I think that a lot of women want a dude to fall head over heels and hopelessly in love with them in order to gain some sort of power over them. Perhaps it’s a form of insecurity. But if you happen to fall into the trap, these megalomaniacs then use your attraction/addiction to them in order to squeeze every bit of resources, protection, time, emotions and so forth out of you. Once they know they have it, then then mask falls off. You’re their slave and you’ll do anything to keep their validation and love for you around. Sex is no longer a pleasurable act, but actually becomes weaponized in order to get you to do what they want on their terms. Fail to comply with their needs, they’re out. Basically, they want to you be under the spell of being “in love”. Ironically, once they receive it, they lose attraction and respect for you. Don’t do it. Don’t let yourself fall in love.
Meanwhile, the thing we as men have at our disposal is that during the process of them trying to win you over, they’ll do damn near anything to get you to that state of mind. You have stay strong. During that time, they may show you some act right. But if they ever sense that you cannot walk away…..they’ve got u. They win. You can play the role to see how it might play out, but if you ever actually fall….the reality is….they got u……trapped. These modern women are like black widow spiders. They devour the males after mating with them. The males let it happen to them. In a similar sense, instead of devouring them during the mating process…..they devour men who fall in love.
Falling in love is like ingesting venomous honey flavored cocaine. It’s sweet yet addictive and poisonous. I’ve seen countless stories of hapless victims to this dangerous drug. It’s evidenced by them getting cheated on, disrespected, discarded by some of the most vile women imaginable, yet somehow rationalizing an irrational desire to want to be with them. I was once there and am still in recovery. Yeah, I once indulged in this sweet nectar, and just like most recovering drug addicts will tell you……yeah, I am a drug addict. They realize that this may be a life long condition or temptation despite it dragging their souls through the scorching hot jagged rocks of hell.
My lover once told me that if she were STBXW, she’d treat me the same way. That always stuck with me. I don’t think she really understood (or maybe she did) how I’d take that. I think she was trying to tell me to get over it in a way….. but still, the idea that sh’e’d also take advantage of someone who was in love with her is duly noted in my mind. Why take advantage of a person who loves you….even if you no longer reciprocate those feelings.

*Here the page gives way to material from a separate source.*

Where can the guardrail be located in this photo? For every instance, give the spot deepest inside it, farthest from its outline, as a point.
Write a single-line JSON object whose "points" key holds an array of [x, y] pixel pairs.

I’d think you’d try to be respectful as possible….especially if they are trying to respect your feelings in the matter.
I suppose it’s not their problem, but for me, the idea that someone could simply fall out of love with you and due to that fact, they no longer value you, your friendship, your history, or you as a person isn’t something I’d consider as loyalty or faithfulness. In fact, I’d say it is a form of using someone. I don’t think my home girl understands that. She seems to also buy into the sentiment that once the “thrill” is gone (or she’s no longer happy), the relationship is over. Fuck that man. Relationships therefore are superficial and self serving and this isn’t imo a foundation to build a family upon. If not for the desire to have a family…..then what is the point the progression of titles in relationshps (friends, boyfrined/girlfriend, fiance, husband/wife) anyway. It’s just delaying the enevitable break up and making things much harder on everyone when it does happen.
I think most women mistake love for feelings of lust and attraction. And if someone better comes along and they think they’ll get it, they’ll drop u like a hot potato….or at the very least try it out by taking a “break”, cheating, or monkey branching. If it doesn’t work out, then they might come back temporarily…..however their respect for you is completelty gone by then.
Man, you just can’t trust your heart with a woman. She’s too fickle, self serving, whimsical, and victim to her own emotions. I really wish I had known this in the past. I wouldn’t have tried to give my heart out and I wouldn’t be in such a bad state of mind. My home girl doesn’t understand this, my lover doesn’t seem to understand this…..but i think subconsciously….it’s in their nature to desire that guy who is hopelessly in love with them. At least the guy they are attracted to. But if that guy does indeed fall for them, it’s also just a matter of time before they’re on to the next.
Knowledge is power. The application of knowledge is wisdom. No point in complaining about it. It is what it is. So in light of all of this my new motto is: Be cool, but stay frosty.